Spese di ristorazione, deduzione dei costi con l’indicazione dei fruitori
Far emergere i nominativi consente di evitare contestazioni anche ai fini della detraibilità Iva
Ai fini della deducibilità delle spese alberghiere e di ristorazione e della detraibilità dell’Iva a esse afferente è necessario che nel documento contabile o in una nota allegata sia indicato il nominativo dei fruitori delle prestazioni e la motivazione, se rese a soggetti diversi dal committente. Lo ha stabilito la Cassazione, con l’ordinanza 35925/2021.
Inerenza: un problema di onere probatorio
Più volte anche su queste pagine è stato osservato che la deduzione dal reddito d’impresa di componenti negativi deriva dalla configurazione unitaria del procedimento di determinazione del reddito d’impresa, sicché la deduzione dovrebbe essere una conseguenza automatica della spesa o del costo, piuttosto che un diritto del contribuente (si veda “Componenti negativi del reddito di impresa, su chi grava la prova dell’inerenza?”, Deotto, 10 giugno 2021).
Secondo la Suprema corte, invece, il contribuente può portare in deduzione dal reddito d’impresa i costi e le spese soltanto quando sia un grado di provare la sussistenza del suo diritto e, in particolare, per quel che qui interessa, l’esistenza di un nesso di inerenza con l’attività esercitata.
Più precisamente, la Cassazione ha reiteratamente stabilito che grava sul contribuente che intende dedurre un costo l’onere di offrire la prova, ai fini della deducibilità, dell’inerenza, intesa in termini qualitativi e dunque di compatibilità, coerenza e correlazione, non già ai ricavi in sé, ma all’attività imprenditoriale svolta e, quindi, di provare e documentare l’imponibile maturato, ossia l’esistenza e la natura dei costi, i relativi fatti giustificativi e la loro concreta destinazione alla produzione (tra le ultime, Cassazione 27657/2021).
È ben vero che più di recente gli Ermellini hanno finalmente convenuto che il requisito di inerenza non è rinvenibile nell’articolo 109, comma 5, del Tuir, ma si ricava dalla nozione di reddito d’impresa ed esprime una correlazione tra costi e attività d’impresa in concreto esercitata, traducendosi in un giudizio di carattere qualitativo, che prescinde, in sé, da valutazioni di tipo utilitaristico o quantitativo (tra le ultime, Cassazione 20420/2021), ma ciò non ha mutato la consolidata posizione della Suprema corte, per cui spetta al contribuente superare una sorta di test di inerenza per poter dedurre le spese e i costi riguardanti la sua attività d’impresa.

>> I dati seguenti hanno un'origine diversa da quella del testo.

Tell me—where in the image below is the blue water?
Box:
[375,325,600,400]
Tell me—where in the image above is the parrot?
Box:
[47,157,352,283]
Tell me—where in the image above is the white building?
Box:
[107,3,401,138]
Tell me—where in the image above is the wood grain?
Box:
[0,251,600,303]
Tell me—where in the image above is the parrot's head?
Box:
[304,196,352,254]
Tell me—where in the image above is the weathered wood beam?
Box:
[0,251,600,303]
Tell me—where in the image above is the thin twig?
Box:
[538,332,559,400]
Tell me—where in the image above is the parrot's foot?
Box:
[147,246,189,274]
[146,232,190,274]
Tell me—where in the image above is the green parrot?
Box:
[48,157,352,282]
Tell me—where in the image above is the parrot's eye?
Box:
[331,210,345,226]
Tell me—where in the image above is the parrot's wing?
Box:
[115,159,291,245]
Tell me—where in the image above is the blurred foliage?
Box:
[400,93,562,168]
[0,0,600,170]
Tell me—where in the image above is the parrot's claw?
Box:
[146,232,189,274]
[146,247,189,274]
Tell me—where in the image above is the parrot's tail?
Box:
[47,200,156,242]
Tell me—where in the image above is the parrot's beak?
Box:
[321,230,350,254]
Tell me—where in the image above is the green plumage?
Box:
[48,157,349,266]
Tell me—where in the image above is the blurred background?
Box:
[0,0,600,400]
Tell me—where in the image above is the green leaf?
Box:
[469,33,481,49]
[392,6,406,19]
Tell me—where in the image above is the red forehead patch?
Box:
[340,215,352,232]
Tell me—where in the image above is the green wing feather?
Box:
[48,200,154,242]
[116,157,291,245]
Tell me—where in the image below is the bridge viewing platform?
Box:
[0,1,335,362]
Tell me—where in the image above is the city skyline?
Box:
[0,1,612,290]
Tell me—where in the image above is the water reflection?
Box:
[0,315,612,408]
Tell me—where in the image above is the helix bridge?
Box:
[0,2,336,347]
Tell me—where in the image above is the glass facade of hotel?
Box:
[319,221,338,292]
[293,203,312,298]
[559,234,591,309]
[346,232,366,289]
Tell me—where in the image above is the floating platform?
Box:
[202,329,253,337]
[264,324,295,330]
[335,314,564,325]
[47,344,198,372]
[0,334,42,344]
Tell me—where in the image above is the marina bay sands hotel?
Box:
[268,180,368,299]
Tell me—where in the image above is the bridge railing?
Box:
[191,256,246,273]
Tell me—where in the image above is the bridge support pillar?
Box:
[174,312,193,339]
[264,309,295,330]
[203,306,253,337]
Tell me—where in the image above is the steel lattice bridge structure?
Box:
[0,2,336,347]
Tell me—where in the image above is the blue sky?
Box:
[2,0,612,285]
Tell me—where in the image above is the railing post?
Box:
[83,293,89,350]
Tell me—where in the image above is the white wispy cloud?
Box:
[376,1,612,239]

Non solo nominativi, ma anche motivazioni della fruizione
Forti di queste premesse giurisprudenziali, con la Cassazione 35925/2021, i supremi giudici hanno concluso che, al fine di poter beneficiare sia della detrazione dell’Iva che della deducibilità delle spese alberghiere e di ristorazione, occorre che le spese siano inerenti all’attività svolta dall’impresa. Nell’ipotesi in cui la prestazione alberghiera o di ristorazione è fruita da un soggetto diverso dal committente del servizio, occorre, al fine di giustificare l’inerenza, “l’indicazione nel documento contabile (o in nota allegata) dei soggetti che hanno beneficiato della prestazione di vitto e alloggio e delle motivazioni della fruizione”. Erroneamente, pertanto, i giudici di merito avevano ritenuto che fosse irrilevante l’indicazione dei soggetti fruitori dei pasti.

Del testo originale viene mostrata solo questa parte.